QUESTION: I buy a lot of fruit, freshly prepared, cut up and cleaned, at a local grocery store. Lately, I’ve noticed frequently that the fruit looks a little old. I look at the date on the package and notice two labels, one with a four-day-old date and one with a two-day-old date. Is it okay for a grocery store to change the date so it says it is fresher than it actually is?
ANSWER: “Produce managers will sometimes extend dates if they see product lasting past the original date. They extend the date to try to sell their product because most customers believe that these dates mean the product is unsafe, which is not correct. The date is strictly a quality date. Those dates are strictly for the manufacturers: they are for the stores themselves and somewhat a courtesy to the consumer. It does not reflect the safety of the food product in those containers.”
QUESTION: It seems if it does not sell by the first date, they just put a new label on it and leave it out for customers to buy for a few more days. This looks a bit deceptive and misleading, not to mention unsafe for customers. Is this a common practice at grocery stores?
ANSWER: “This is common practice in produce sections and it is legal. Since the majority of produce allow for visible and physical observation, customers can make their own determination as to the freshness of the product. Most businesses do not want customers eating their products when the taste is tainted, even though it is usually safe to do so, because customers won’t purchase them again.”
QUESTION: Is this approved by the health department?

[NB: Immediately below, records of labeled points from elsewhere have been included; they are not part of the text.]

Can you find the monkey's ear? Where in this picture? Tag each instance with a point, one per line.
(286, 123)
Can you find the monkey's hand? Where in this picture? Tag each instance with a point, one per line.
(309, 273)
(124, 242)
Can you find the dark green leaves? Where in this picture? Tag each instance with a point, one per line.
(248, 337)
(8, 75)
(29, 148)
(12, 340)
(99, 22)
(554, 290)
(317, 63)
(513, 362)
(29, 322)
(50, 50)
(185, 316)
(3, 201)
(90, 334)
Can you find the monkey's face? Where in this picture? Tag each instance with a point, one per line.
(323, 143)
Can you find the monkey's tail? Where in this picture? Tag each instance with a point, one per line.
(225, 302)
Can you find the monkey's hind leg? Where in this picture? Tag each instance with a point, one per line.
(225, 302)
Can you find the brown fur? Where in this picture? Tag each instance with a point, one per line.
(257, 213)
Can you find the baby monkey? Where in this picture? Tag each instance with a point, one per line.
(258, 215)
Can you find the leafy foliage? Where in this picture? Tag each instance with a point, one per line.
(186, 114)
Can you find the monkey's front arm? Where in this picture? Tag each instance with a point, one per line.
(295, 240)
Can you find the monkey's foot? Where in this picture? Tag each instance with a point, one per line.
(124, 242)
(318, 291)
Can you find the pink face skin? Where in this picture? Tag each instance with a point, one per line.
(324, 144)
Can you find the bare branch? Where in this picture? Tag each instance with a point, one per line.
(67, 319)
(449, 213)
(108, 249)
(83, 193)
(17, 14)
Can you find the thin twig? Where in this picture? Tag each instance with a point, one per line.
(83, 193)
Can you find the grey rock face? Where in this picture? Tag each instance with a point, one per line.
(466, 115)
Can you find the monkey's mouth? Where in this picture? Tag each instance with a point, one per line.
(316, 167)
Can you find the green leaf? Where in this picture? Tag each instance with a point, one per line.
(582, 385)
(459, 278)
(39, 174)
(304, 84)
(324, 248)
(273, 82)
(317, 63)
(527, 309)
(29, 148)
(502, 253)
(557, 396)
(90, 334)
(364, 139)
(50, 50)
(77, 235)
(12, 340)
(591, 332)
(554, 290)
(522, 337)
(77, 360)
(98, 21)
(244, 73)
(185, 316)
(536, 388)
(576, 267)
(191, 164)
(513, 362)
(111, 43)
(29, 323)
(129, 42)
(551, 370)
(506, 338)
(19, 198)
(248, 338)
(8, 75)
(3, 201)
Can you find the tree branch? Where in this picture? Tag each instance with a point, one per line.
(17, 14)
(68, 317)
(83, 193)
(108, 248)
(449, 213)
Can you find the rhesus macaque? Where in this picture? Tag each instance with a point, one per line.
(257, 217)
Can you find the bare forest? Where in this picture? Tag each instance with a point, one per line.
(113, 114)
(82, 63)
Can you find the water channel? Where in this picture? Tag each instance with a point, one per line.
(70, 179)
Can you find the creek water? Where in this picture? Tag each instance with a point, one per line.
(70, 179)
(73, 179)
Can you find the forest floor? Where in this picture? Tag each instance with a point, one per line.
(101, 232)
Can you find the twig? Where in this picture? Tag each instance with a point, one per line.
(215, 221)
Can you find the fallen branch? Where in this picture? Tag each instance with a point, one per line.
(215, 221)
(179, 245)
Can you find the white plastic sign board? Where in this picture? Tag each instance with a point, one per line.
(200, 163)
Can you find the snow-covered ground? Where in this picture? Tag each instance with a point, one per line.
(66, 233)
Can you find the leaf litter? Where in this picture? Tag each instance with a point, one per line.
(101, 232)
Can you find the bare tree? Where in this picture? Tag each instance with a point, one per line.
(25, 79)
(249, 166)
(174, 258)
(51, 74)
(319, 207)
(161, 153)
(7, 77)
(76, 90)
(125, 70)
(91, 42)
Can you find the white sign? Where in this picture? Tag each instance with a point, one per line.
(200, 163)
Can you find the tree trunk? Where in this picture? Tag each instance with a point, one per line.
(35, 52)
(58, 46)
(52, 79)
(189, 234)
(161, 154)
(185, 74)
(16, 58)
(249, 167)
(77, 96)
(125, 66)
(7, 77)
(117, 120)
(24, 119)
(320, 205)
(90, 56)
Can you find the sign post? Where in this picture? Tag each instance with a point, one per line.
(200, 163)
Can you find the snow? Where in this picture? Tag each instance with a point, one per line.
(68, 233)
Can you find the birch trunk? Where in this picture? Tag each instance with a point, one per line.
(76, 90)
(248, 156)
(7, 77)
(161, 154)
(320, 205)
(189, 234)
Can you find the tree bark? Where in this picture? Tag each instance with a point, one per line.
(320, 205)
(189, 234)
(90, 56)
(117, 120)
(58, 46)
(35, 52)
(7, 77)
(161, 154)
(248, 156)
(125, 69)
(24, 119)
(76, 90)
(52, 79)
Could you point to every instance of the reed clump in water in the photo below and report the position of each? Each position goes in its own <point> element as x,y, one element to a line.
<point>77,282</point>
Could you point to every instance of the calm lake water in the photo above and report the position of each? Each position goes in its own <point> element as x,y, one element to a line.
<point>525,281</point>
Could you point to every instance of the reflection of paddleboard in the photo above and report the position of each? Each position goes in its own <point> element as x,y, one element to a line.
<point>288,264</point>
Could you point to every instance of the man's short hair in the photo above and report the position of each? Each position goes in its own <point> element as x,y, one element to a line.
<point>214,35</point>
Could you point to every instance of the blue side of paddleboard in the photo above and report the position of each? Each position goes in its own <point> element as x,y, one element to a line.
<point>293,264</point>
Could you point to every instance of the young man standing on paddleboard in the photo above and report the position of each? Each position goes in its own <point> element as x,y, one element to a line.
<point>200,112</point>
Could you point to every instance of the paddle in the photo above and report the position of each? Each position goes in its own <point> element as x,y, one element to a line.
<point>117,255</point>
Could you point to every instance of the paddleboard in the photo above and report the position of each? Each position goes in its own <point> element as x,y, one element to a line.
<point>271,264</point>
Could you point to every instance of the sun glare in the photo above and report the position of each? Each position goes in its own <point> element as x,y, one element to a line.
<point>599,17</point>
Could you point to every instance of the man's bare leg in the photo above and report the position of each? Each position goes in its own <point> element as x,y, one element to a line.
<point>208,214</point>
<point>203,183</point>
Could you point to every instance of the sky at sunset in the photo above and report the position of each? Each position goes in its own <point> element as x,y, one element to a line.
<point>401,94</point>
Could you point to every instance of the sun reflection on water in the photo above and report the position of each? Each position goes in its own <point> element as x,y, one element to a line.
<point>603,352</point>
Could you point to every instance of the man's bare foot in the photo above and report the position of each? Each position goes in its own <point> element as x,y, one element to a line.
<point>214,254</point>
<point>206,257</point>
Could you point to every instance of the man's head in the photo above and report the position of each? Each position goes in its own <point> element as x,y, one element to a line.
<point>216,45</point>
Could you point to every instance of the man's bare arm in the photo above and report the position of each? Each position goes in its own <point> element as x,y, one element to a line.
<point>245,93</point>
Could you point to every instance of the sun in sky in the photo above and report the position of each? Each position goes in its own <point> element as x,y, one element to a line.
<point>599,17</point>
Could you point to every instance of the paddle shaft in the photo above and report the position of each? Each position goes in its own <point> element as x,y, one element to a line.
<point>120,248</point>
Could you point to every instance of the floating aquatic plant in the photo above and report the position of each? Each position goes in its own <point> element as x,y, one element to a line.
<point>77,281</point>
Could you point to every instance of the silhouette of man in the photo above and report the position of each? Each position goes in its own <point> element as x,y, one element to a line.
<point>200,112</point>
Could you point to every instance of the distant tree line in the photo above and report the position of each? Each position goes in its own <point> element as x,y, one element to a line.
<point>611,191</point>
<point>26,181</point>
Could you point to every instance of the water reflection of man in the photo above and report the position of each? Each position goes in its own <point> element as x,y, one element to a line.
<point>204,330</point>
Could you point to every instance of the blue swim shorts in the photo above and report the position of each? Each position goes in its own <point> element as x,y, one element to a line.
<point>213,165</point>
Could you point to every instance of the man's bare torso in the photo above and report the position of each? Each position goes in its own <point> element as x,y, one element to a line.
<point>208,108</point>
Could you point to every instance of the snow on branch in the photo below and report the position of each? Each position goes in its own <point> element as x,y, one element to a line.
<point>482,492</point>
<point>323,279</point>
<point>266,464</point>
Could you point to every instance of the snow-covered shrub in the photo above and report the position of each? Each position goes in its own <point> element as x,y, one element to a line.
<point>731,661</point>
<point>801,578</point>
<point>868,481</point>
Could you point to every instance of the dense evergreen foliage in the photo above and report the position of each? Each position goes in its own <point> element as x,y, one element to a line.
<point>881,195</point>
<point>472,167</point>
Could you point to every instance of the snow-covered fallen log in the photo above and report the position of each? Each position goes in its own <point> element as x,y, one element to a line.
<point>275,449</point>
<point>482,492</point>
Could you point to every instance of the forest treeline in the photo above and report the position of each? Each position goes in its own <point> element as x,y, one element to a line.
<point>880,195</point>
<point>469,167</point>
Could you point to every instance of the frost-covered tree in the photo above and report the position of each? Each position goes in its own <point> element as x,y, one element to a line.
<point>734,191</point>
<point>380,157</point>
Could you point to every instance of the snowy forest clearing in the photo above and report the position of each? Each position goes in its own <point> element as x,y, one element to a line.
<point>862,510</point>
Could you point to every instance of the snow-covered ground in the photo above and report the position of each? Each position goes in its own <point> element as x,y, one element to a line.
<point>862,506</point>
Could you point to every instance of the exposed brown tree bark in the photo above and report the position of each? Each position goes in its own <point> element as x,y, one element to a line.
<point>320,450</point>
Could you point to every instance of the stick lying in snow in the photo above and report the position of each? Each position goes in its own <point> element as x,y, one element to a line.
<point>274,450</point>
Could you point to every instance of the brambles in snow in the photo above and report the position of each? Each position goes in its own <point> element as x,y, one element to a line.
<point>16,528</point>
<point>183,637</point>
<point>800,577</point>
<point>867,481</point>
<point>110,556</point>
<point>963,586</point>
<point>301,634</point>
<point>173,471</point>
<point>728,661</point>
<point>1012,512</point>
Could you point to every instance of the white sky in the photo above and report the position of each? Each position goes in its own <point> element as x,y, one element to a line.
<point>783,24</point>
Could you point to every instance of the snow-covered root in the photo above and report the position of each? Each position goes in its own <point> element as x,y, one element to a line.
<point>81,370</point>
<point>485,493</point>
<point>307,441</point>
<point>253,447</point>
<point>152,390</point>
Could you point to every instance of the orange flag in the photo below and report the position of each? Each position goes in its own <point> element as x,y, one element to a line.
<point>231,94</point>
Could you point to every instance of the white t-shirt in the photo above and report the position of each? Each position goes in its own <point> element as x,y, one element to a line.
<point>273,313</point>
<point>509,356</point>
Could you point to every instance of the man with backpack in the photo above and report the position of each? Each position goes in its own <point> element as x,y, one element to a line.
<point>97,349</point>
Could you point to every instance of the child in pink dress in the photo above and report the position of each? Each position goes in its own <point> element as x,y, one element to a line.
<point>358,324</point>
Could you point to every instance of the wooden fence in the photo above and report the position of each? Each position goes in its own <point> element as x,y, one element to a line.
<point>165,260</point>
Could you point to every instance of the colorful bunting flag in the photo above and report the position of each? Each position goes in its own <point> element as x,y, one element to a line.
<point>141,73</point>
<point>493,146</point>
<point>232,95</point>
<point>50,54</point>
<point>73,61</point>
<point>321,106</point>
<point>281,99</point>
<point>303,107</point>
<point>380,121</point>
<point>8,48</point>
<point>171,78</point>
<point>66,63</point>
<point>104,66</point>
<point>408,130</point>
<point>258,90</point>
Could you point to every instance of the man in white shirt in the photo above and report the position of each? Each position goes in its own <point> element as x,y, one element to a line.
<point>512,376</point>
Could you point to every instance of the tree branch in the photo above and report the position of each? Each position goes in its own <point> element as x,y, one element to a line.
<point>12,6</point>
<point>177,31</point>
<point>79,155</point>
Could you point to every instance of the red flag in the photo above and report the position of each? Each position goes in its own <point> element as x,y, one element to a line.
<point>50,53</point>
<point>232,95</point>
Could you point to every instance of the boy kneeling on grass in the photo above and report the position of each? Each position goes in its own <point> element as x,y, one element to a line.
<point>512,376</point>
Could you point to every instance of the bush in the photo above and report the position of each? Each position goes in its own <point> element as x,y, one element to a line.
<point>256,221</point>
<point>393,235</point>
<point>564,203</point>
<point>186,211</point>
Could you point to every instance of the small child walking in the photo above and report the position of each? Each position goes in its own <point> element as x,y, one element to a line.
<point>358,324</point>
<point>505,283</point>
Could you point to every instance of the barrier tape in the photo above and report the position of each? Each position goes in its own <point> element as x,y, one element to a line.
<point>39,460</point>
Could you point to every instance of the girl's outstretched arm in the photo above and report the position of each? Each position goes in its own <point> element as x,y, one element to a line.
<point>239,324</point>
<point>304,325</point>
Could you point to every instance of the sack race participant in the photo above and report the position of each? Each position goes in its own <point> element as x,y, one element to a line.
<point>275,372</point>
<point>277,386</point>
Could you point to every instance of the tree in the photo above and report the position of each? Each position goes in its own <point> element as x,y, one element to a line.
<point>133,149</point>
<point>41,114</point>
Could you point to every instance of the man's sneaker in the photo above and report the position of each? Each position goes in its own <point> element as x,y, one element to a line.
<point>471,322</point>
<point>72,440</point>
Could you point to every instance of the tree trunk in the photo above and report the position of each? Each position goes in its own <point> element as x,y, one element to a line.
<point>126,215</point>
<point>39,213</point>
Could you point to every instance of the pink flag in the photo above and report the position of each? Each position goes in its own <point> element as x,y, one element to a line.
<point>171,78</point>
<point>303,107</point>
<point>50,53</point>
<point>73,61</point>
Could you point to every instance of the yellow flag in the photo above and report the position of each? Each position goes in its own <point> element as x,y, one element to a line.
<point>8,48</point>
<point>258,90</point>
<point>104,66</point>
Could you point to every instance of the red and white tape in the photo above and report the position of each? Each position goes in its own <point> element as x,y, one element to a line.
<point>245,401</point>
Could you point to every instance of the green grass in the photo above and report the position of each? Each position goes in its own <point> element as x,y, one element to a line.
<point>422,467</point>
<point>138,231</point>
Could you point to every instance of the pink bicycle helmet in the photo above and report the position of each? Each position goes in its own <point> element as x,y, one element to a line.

ANSWER: “These types of dates are not required by DHH. But dates on meats, dairy products and other foods do serve a purpose and can be useful for recalls. The only products which are mandated to be removed from the market when the date expires are baby food and infant formula. Even in these cases, it’s not because they’re unsafe but that they no longer meet the nutritional requirements specified on their labels, which is misleading.”